We visited our optometrist's office this weekend where there is a children's nook full of books and toys. Anya and Elias decided to occupy themselves with building a castle out of blocks, working from opposite sides. This kind of sibling simpatico is more rare than I'd like it to be, but an absolute joy to my heart when it occurs.
While they placed block on block I squeezed past them and into the nook. I discovered a bookshelf that was hidden around the corner that is not visible from the waiting room proper. On a middle shelf was an old weathered set of Childcraft books with an "annual" from 1973. This placed the collection squarely in my early childhood and as I read the titles I felt the surreal sensation of time bending in my brain.
I pulled out a volume or two and flipped through the pages. The images were vaguely familiar, but did not elicit any strong feelings. Then I spied the volume "Poems & Rhymes" and I felt my heart skip a beat. Every image on every page brought on a torrent of memories. This was the volume that I'd spent the most time going through as a rambunctious boy. It had held my attention and taught me the traditional poems and rhymes of youth.
One picture in particular has remained crystal clear in my memory since that time in the early seventies. It was the Fishy-Fishy in the Brook poem. It fascinated me because it was a real picture taken with a camera, not a flat illustration. I wasn't sure how it had been made which was part of the fascination. It had reminded me of claymation films, like "Rudolph the Red-nosed Reindeer" that was on TV every winter.
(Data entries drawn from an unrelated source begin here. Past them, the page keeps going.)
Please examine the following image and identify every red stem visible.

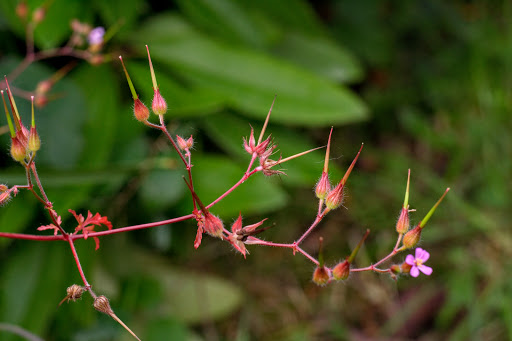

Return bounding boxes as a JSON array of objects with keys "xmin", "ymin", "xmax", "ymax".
[{"xmin": 67, "ymin": 237, "xmax": 90, "ymax": 289}]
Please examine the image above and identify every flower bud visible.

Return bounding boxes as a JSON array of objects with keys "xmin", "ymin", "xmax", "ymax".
[
  {"xmin": 203, "ymin": 213, "xmax": 224, "ymax": 239},
  {"xmin": 312, "ymin": 266, "xmax": 330, "ymax": 286},
  {"xmin": 402, "ymin": 224, "xmax": 422, "ymax": 249},
  {"xmin": 32, "ymin": 7, "xmax": 45, "ymax": 24},
  {"xmin": 151, "ymin": 88, "xmax": 167, "ymax": 115},
  {"xmin": 396, "ymin": 206, "xmax": 410, "ymax": 234},
  {"xmin": 133, "ymin": 98, "xmax": 150, "ymax": 122},
  {"xmin": 0, "ymin": 191, "xmax": 11, "ymax": 206},
  {"xmin": 10, "ymin": 136, "xmax": 27, "ymax": 162},
  {"xmin": 35, "ymin": 95, "xmax": 48, "ymax": 108},
  {"xmin": 16, "ymin": 1, "xmax": 28, "ymax": 19},
  {"xmin": 315, "ymin": 172, "xmax": 331, "ymax": 200},
  {"xmin": 0, "ymin": 184, "xmax": 7, "ymax": 192},
  {"xmin": 28, "ymin": 126, "xmax": 41, "ymax": 152},
  {"xmin": 94, "ymin": 295, "xmax": 114, "ymax": 315},
  {"xmin": 17, "ymin": 126, "xmax": 29, "ymax": 147},
  {"xmin": 36, "ymin": 80, "xmax": 53, "ymax": 95},
  {"xmin": 400, "ymin": 261, "xmax": 412, "ymax": 274},
  {"xmin": 390, "ymin": 264, "xmax": 402, "ymax": 274},
  {"xmin": 324, "ymin": 183, "xmax": 344, "ymax": 210},
  {"xmin": 88, "ymin": 55, "xmax": 104, "ymax": 65},
  {"xmin": 177, "ymin": 135, "xmax": 194, "ymax": 150},
  {"xmin": 332, "ymin": 260, "xmax": 350, "ymax": 280}
]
In the late eighties I was a student at Indiana Wesleyan University and took a World Literature class with Mary Brown. I was an avid reader and this class felt more like a fun college interlude than a course requirement. Some of my classmates would brag about how little they'd read of the assigned literature which for me was like having a gourmet meal set before you and
thinking it was cool that you'd only eaten a few peas from the plate.
That first day of class Prof Brown had a handful of cutout goldfish that she was giving out as rewards for students being able to finish a poem/rhyme/lyric that was on the theme of "fish." I secured my first fish by finishing a line from Dan Fogelberg's song "Longer." A few fish awards later she recited the first half of Fishy-Fishy in the Brook. I think mine was the only hand to go up for this one and that image from the Childcraft book came vividly to mind as I finished the line "...Mommy fried him in a pan, and baby ate him like a man."